En tercer lugar, por no faltarle, a la religión de nuestros días, ésa que se practica ante una pantalla, no le falta ni su poquito de fe.
Yuval Harari ya nos diseccionó en su momento la «falacia» del valor efectivo que otorgamos a nuestro dinero en forma de billetes. Dicho valor, como objeto de intercambio comercial, es una convención aceptada por todos que, mientras siga siéndolo, permitirá que el mercado continúe, que es, en fin, lo importante. Pues bien, hoy las criptomonedas, Bitcoin, por ejemplo, suponen uno de los actos de fe que la vida digital nos trae. Existe, pero nadie la ha visto; sirve para pagar, pero es intangible; mueve montañas, pero depende de una cadena de bloques (blockchain) que navega entre la confianza y el anonimato. Fe en estado puro que, como otras virtudes religiosas, también puede perderse, por cierto.

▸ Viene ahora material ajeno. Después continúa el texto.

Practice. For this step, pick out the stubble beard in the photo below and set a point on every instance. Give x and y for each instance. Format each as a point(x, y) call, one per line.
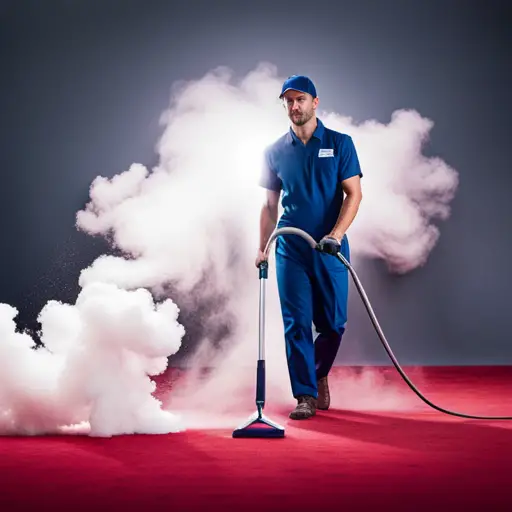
point(302, 119)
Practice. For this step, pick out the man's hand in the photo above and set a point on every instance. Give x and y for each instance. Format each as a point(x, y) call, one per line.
point(329, 245)
point(260, 257)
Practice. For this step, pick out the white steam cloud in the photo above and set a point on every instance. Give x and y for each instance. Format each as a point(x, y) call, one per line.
point(191, 225)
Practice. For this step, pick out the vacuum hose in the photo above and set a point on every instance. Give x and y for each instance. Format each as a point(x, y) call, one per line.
point(375, 322)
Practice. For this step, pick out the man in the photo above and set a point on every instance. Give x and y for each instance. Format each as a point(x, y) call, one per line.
point(313, 167)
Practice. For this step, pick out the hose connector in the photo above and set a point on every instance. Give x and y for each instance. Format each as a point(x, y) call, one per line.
point(263, 266)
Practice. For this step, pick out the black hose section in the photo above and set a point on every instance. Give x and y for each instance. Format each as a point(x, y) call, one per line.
point(384, 342)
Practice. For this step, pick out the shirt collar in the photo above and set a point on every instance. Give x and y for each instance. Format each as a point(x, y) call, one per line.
point(318, 133)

Y, por último, de Silicon Valley nos llega también el «juicio final». Cada like, emoticono sonriendo, pulgar hacia arriba, retuit, pin o equivalentes son pequeños juicios que podemos emitir sobre el prójimo. Tenemos el poder de juzgar sin conocer, de valorar sin analizar, de dar por cierto sin contrastar… Tenemos una brizna de poder ficticio que no persigue otra cosa que mantenernos tranquilos en esa burbuja digital hecha a base de filtros que las propias redes sociales se encargan de aplicar. Buscan que permanezcamos con ellos el mayor tiempo posible y para lograrlo nada mejor que «facilitarnos» nuestros contactos y relaciones, sugerirnos aquello que ya saben que nos gusta y, por supuesto, crearnos la falsa impresión de que el control está en nuestras manos a golpe de like o de unfollow.

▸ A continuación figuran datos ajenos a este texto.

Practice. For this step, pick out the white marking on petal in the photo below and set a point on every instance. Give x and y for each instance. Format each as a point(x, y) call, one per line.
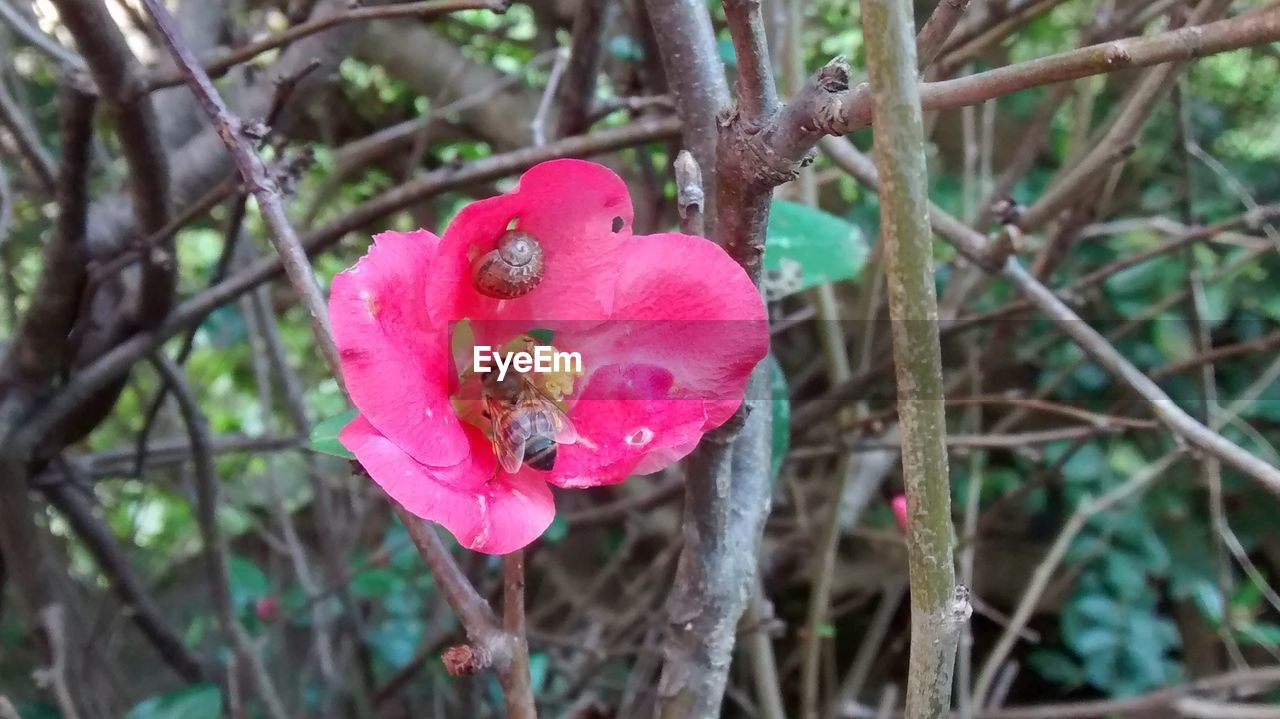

El homo sapiens nos ha llevado al homo digitalis, con la curiosa apariencia de haber ido hacia atrás porque mientras sapiens significa «sabio», digital proviene de los diez dedos que tenemos para aprender a contar. Nadie dijo que la sabiduría tuviera que ser necesariamente analógica. A la vista está que es nuestro conocimiento e inteligencia los que nos han traído hasta aquí, pero convendremos en que la historia se repite. Somos el mismo ser humano, pero con un juguete nuevo al que estamos imbuyendo de una cierta divinidad, como hicimos antes con el fuego o con el sol, por ejemplo. La diferencia es que ahora el poder está en manos de muy pocos y se ejerce en un paraíso terrenal allá, próximo a la Bahía de San Francisco. Y parece que el apostolado on line está funcionando, pues mientras los conventos y seminarios languidecen por falta de mano de obra, las empresas enloquecen por un buen Comunity manager y un Data Intelligence Analyst, a ser posible con estancia en la «ciudad santa» calforniana.
Por si acaso, no nos olvidemos de rezar: «Padre nuestro que estás en Silicon Valley, danos hoy nuestra app de cada día y líbranos del virus y el hacker. Amén.»